8. A specific embodiment of claim 7 wherein information for the opt-out registry is collected through an application downloaded by the parent or device user or owner to the device to collect device identifiers and begin or complete assertion of restrictions, expression of preferences, and granting of permissions related to that user or related to that user on that device.

9. A specific embodiment of claim 7 wherein information for the opt-out registry is collected through software development kits (SDKs) available to advertisers and publishers of mobile device advertisements, and application developers which allow collection of restriction, preference, and permission data and linking such data to unique persistent identifiers of mobile or personal devices. The method further includes the automated transfer of such data to an opt-out registry.

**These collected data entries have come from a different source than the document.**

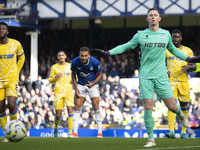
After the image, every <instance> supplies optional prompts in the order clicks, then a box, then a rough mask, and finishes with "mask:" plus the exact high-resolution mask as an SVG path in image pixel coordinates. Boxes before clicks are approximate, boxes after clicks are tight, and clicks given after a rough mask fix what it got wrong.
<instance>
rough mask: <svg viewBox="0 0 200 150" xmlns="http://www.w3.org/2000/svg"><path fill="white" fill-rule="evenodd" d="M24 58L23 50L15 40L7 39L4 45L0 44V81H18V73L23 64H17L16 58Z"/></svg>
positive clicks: (17, 42) (18, 78)
mask: <svg viewBox="0 0 200 150" xmlns="http://www.w3.org/2000/svg"><path fill="white" fill-rule="evenodd" d="M22 55H23V57H24V50H23V48H22V46H21V44H20V42H18V41H17V40H15V39H11V38H9V39H8V42H7V43H6V44H0V81H14V80H15V81H19V72H20V70H21V68H18V66H20V67H22V66H23V63H24V58H23V61H22V64H21V65H18V64H17V57H18V58H20V57H22Z"/></svg>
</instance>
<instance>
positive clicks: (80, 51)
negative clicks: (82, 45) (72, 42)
mask: <svg viewBox="0 0 200 150" xmlns="http://www.w3.org/2000/svg"><path fill="white" fill-rule="evenodd" d="M85 51H88V52H89V53H90V49H89V48H88V47H86V46H85V47H81V48H80V52H85Z"/></svg>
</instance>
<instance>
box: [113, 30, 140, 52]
mask: <svg viewBox="0 0 200 150" xmlns="http://www.w3.org/2000/svg"><path fill="white" fill-rule="evenodd" d="M138 44H139V35H138V33H137V34H135V35H134V37H133V38H132V39H131V40H130V41H129V42H127V43H126V44H123V45H119V46H117V47H115V48H113V49H111V50H110V51H109V52H110V55H117V54H121V53H123V52H126V51H129V50H131V49H134V48H136V47H137V46H138Z"/></svg>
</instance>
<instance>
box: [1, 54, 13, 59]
mask: <svg viewBox="0 0 200 150" xmlns="http://www.w3.org/2000/svg"><path fill="white" fill-rule="evenodd" d="M13 57H14V54H9V55H0V59H12V58H13Z"/></svg>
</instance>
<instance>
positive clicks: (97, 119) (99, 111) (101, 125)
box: [95, 110, 102, 133]
mask: <svg viewBox="0 0 200 150" xmlns="http://www.w3.org/2000/svg"><path fill="white" fill-rule="evenodd" d="M95 118H96V123H97V129H98V133H102V121H101V115H100V111H99V110H96V111H95Z"/></svg>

10. A specific embodiment of claim 7 wherein information for the opt-out registry is collected from a mobile carrier or a mobile carrier's representative who collects such information as part of enrollment for services or during purchase, upgrade, servicing, or exchange of mobile or personal devices, or through a mobile carriers other interactions with a customer.

9. A specific embodiment of claim 7 wherein information for the opt-out registry is collected from other sellers, distributors, or servicers of mobile or personal devices during sales, distribution, servicing, customer communications, or customer service activities.